We are also using two more implementations for file removal: one that
employs the more recent FILE_DISPOSITION_FLAG_IGNORE_READONLY_ATTRIBUTE
flag (available since Windows 10 1809), and FILE_DISPOSITION_INFO
structure (supported since Windows Vista). The former allows to optimize
removal of read-only files, and the latter allows to make file deletion
atomic (i.e. not prone to failure if the file is replaced on the filesystem
while the operation is executing). The implementation is chosen in
runtime, depending on which one succeeds removing a file.
Also, added support for deleting read-only directories, in addition
to non-directory files, and simplified code a little.
Closes https://github.com/boostorg/filesystem/issues/216.
Update: Crossed out clarified parts. Update2: Crossed out more clarified parts (see comment below).
The relevant parts of boost (without functionality fallback) work like the following:
1. set_file_information_by_handle with file_disposition_info_ex_class for deletion; break on success;
2. ifnot ERROR_ACCESS_DENIED goto error;
3. get_file_information_by_handle_ex with file_basic_info_class (basic file info like access time and access permissions); goto error on failure;
4. set_file_information_by_handle without READ-ONLY; goto error on failure;
5. set_file_information_by_handle with file_disposition_info_ex_class for deletion; break on success;
6. set_file_information_by_handle with READ-ONLY; goto error;
Thus the (only?) remaining question is, how we should deal with read-only files.

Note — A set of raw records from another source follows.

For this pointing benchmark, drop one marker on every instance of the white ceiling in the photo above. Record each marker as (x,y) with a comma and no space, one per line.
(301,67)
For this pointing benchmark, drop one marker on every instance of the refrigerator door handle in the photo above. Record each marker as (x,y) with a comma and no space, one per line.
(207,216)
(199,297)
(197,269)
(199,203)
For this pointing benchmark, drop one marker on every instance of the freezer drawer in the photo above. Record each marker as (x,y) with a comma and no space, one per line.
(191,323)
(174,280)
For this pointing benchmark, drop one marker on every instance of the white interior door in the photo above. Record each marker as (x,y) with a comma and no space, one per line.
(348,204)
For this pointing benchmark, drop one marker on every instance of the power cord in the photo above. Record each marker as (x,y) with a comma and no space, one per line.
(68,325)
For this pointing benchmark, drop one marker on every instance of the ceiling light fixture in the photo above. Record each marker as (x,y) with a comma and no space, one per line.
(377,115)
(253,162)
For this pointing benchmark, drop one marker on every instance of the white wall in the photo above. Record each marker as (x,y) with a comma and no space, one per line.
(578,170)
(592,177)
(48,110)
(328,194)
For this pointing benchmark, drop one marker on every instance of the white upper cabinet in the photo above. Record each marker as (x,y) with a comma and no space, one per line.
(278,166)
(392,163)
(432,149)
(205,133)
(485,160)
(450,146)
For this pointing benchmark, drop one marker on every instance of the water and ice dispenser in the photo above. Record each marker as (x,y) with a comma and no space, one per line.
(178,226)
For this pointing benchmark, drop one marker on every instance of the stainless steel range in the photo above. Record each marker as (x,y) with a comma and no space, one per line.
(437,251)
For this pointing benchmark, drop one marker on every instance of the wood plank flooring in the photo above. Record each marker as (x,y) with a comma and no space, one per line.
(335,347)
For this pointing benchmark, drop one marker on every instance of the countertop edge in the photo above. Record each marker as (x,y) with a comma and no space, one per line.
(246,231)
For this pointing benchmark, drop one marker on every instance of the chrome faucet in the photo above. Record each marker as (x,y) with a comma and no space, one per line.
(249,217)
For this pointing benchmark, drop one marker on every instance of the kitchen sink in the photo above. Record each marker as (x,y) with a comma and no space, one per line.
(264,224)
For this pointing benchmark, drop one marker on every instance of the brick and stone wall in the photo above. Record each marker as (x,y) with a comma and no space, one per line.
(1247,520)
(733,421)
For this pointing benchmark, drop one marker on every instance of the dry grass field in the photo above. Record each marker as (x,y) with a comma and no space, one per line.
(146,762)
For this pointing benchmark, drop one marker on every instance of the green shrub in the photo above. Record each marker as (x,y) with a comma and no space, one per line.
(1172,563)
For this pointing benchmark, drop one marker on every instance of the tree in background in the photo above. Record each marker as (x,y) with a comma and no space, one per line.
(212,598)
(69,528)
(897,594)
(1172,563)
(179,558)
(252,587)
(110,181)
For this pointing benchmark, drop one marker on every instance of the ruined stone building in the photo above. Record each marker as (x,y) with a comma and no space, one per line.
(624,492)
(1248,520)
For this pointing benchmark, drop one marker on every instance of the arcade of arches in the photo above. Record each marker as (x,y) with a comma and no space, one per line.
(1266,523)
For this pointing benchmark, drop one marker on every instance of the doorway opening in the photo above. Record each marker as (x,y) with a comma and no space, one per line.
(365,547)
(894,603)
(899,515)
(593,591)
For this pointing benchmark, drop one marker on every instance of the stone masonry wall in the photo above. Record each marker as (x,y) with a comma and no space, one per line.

Context https://docs.microsoft.com/en-us/windows/win32/api/minwinbase/ne-minwinbase-file_info_by_handle_class https://docs.microsoft.com/en-us/windows-hardware/drivers/ddi/ntifs/nf-ntifs-ntquerydirectoryfile
Update: Clarified wording.
Also worth noting that this requires Windows 10 >= 1607 (
_WIN32_WINNT_WIN10_RS1)
According to Microsoft, Windows 8.1 reaches end of Extended Support on January 10, 2023. source
Also worth noting that this requires Windows 10 >= 1607 (
_WIN32_WINNT_WIN10_RS1)According to Microsoft, Windows 8.1 reaches end of Extended Support on January 10, 2023. source
Not sure if/how this factors in, but needing Windows 10 >= 1607 means that builds of Windows 10 earlier than that will also not have the feature; i.e it's not new with Windows 10, it was added in a particular build of Windows 10.
It might be worth looking at another implementation like boost::fs, which implements posix semantics on windows.
Also useful: https://github.com/python/cpython/issues/84324
This PR can still be merged if a target OS version check is added. builtin.target.os.version_range.windows.min.isAtLeast(.win10_rs1)
Unfortunately this was never quite merge-ready. Any contributor is welcome to resurrect this PR against latest master. As far as I know it only needs a OS min version check added.